Many clients and employers are ramping up expectations for slide design and many are requesting infographics. Are you ready to move past words in a Word document to presenting the words in a more visually appealing manner in PowerPoint or PDF? Many people still think you need to be a graphic designer to create infographics or that the best design they can manage is a built-in PowerPoint template or some SmartArt. While you can do some graphic design work in PowerPoint, and you can certainly make SmartArt smarter and more attractive, there are many other applications you can use to create visually appealing materials, such as Canva. While it does help to have or develop your eye for design, just exposing yourself to new ideas and good design can go a long way. Come to this session for resources and ideas for how to get started!

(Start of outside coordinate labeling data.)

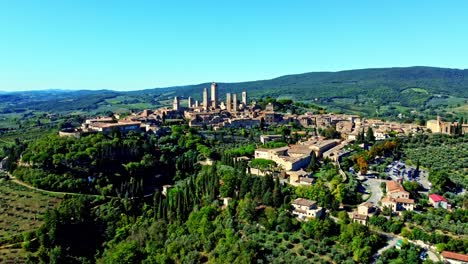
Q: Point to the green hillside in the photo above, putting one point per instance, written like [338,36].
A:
[367,91]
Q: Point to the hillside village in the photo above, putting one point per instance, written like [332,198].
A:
[308,141]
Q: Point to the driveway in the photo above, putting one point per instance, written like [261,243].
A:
[373,187]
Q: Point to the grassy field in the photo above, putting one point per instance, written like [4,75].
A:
[22,210]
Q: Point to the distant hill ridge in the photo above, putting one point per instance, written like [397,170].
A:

Jarod Sickler, Taxonomies and the Importance of Having a Strategy That Benefits All Stakeholders

There’s some confusion around what a taxonomy is. Some think it’s a definition of terms. It’s not. There’s also some confusion around who is a taxonomy created for. The answer? All stakeholders. Not just your team, not just internal stakeholders. All stakeholders from customer to top management. In this presentation, we’ll dive into taxonomy as a concept – where it came from, why it was so important in the minds of early western philosophers like Plato and Aristotle, and why taxonomies matter in the modern organization. We’ll also dive into what qualities separate a good taxonomy from a poor one and how you can create one from scratch. Finally, we’ll take a look at where to go next. How do you get this skeletal drawing to reshape the way you think about your organization and its product offerings.

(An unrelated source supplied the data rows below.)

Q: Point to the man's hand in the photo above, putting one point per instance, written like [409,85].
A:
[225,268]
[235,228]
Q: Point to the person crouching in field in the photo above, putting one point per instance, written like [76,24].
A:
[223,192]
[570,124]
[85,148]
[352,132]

David Dylan Thomas, Design for Cognitive Bias: Using Mental Shortcuts for Good Instead of Evil

Users’ minds take shortcuts to get through the day. Usually they’re harmless, even helpful. But what happens when they’re not? In this talk I’ll use real-world examples to identify some particularly harmful biases that frequently lead users to make bad decisions. I’ll then talk about some content strategy and design choices we can use in our apps, designs, and platforms to redirect or eliminate the impact of those biases. Finally, I’ll explore our own biases as designers and some methods to prevent our own blind spots from hurting users.

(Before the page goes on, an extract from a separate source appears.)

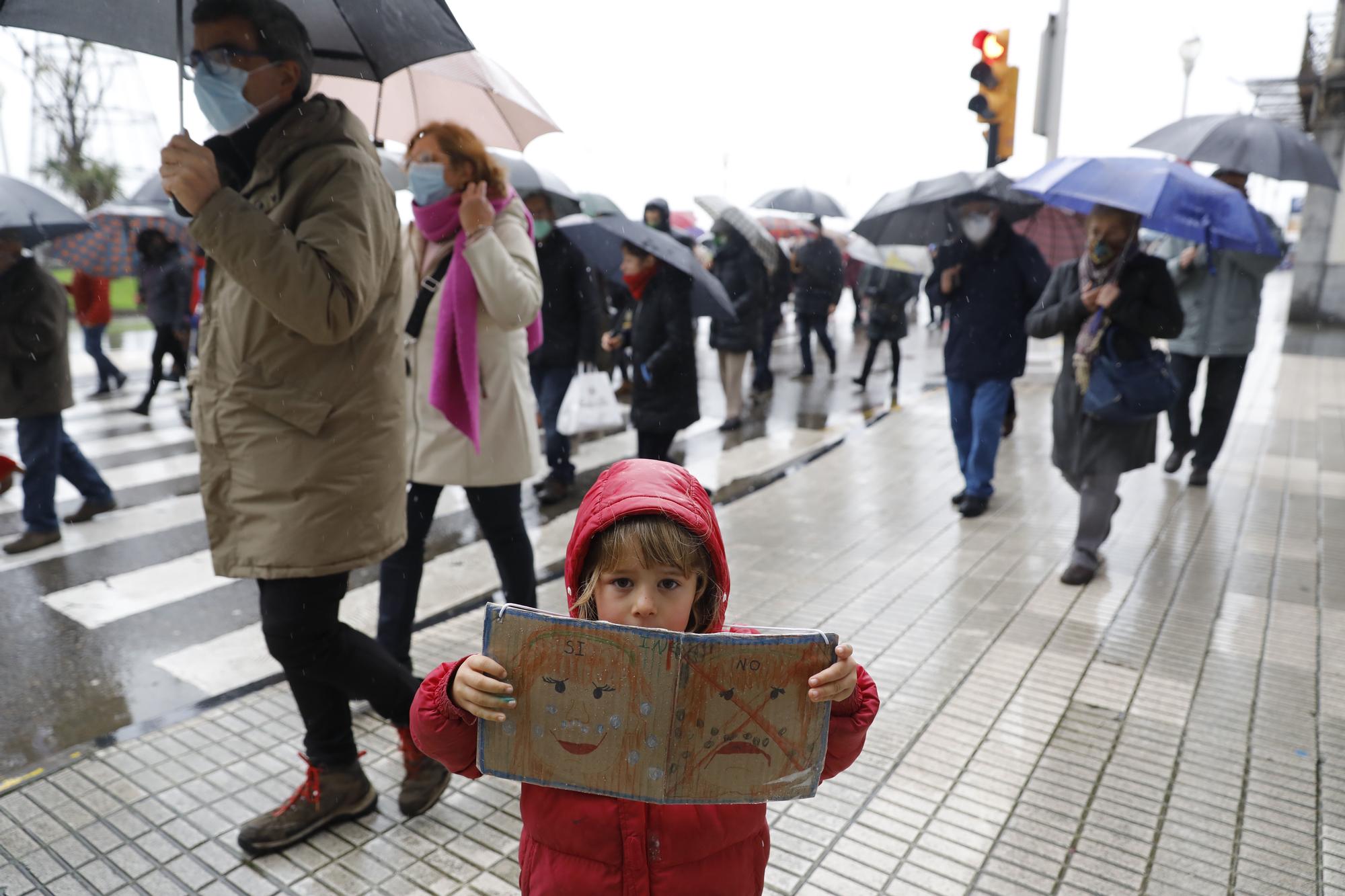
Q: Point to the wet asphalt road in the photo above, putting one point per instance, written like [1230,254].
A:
[69,684]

Angela Trenkle, Scientific Technical Communication: What It’s About and How to Get Started No Matter Where You Are in Life

Scientific technical communication is a growing field in industry today and that growth is rarely linear. Often a winding road leads individuals in this profession to where they are today. Not sure how to get started in scientific technical communication? In this presentation, you will hear about the path that one young professional took, which includes tips and tricks picked up along the way and how skills from various fields can be applicable to the world of scientific technical communication, no matter where in life you are.